In case it's useful, the singularity registry is done: https://singularityhub.github.io/sregistry meaning an individual (or institution) can push (and others pull) to their own registry, for example here is a user's deployed with biocontainers: https://sregistry.randomroad.net/collections/3/ and then the registry itself gets consolidated at https://singularityhub.github.io/containers/ and the containers are available directly from singularity (eg, singularity pull shub://<registry>/<collection>/<container>:<tag>). It's fairly new so any and all suggestions / requests for features, please ask away! If you want to use with singularity you will need to use development branch.

[dtrudg]

The randomroad.net sregistry mentioned above is sitting on my home server, behind a cable connection so it may not be fast/stable, but should be kept fairly up-to-date with @vsoch's work on sregistry if you want to take a look at it.
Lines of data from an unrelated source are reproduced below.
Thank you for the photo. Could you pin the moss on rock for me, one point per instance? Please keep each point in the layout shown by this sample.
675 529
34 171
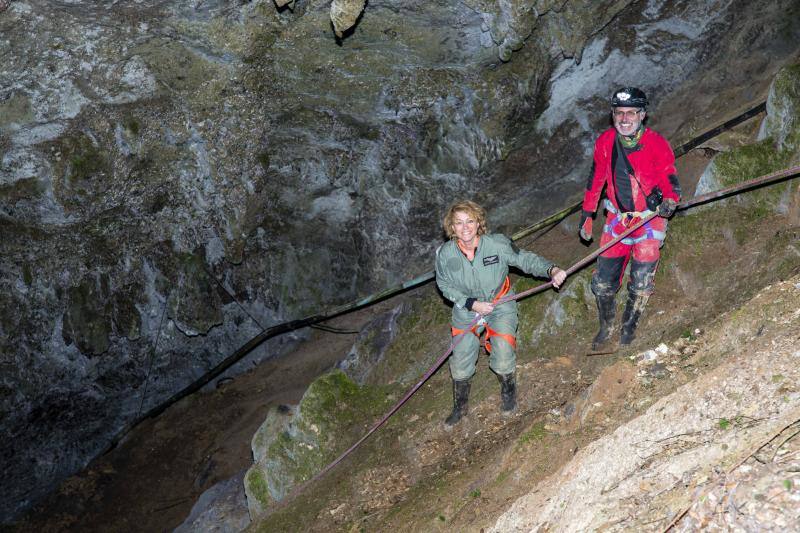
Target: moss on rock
332 411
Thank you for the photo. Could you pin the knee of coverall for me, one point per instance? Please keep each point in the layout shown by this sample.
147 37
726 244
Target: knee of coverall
642 281
503 359
464 357
608 275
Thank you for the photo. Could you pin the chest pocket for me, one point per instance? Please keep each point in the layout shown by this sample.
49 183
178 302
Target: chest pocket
454 264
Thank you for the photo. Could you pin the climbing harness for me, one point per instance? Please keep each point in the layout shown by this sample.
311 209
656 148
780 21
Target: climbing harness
489 332
293 325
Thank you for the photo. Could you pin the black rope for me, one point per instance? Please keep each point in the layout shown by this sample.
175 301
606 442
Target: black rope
232 297
331 329
313 320
152 357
Also note that the containers there are not built with mulled-build but by a script creating a def file and bootstrapping From: the quay.io biocontainer docker images. It's an approach used to add in some directories since the cluster I use doesn't support overlay bind mounting with singularity.

[bgruening]

Small update from my side. https://depot.galaxyproject.org/singularity All containers are automatically converted from the Docker ones and testes against Bioconda tests. We will work on this further and then push direct integration into the Bioconda build system.

[charlesreid1]

bump

[bgruening]

How can I help @charlesreid1? The generation of Singularity containers is not part of the BioConda build system but I do run these every now and then. You can find them here: https://depot.galaxyproject.org/singularity

I will have soon a build-bot that does this automatically every 24h.

[charlesreid1]

There's been no activity on this thread for six months, so I was wondering how things are going.

[bgruening]

@charlesreid1 things are going good. Have a look at https://depot.galaxyproject.org/singularity

We do have 32.000 Singularity containers stored there and are currently shifting everything to a CVMFS repo. I will update this thread as soon as its done.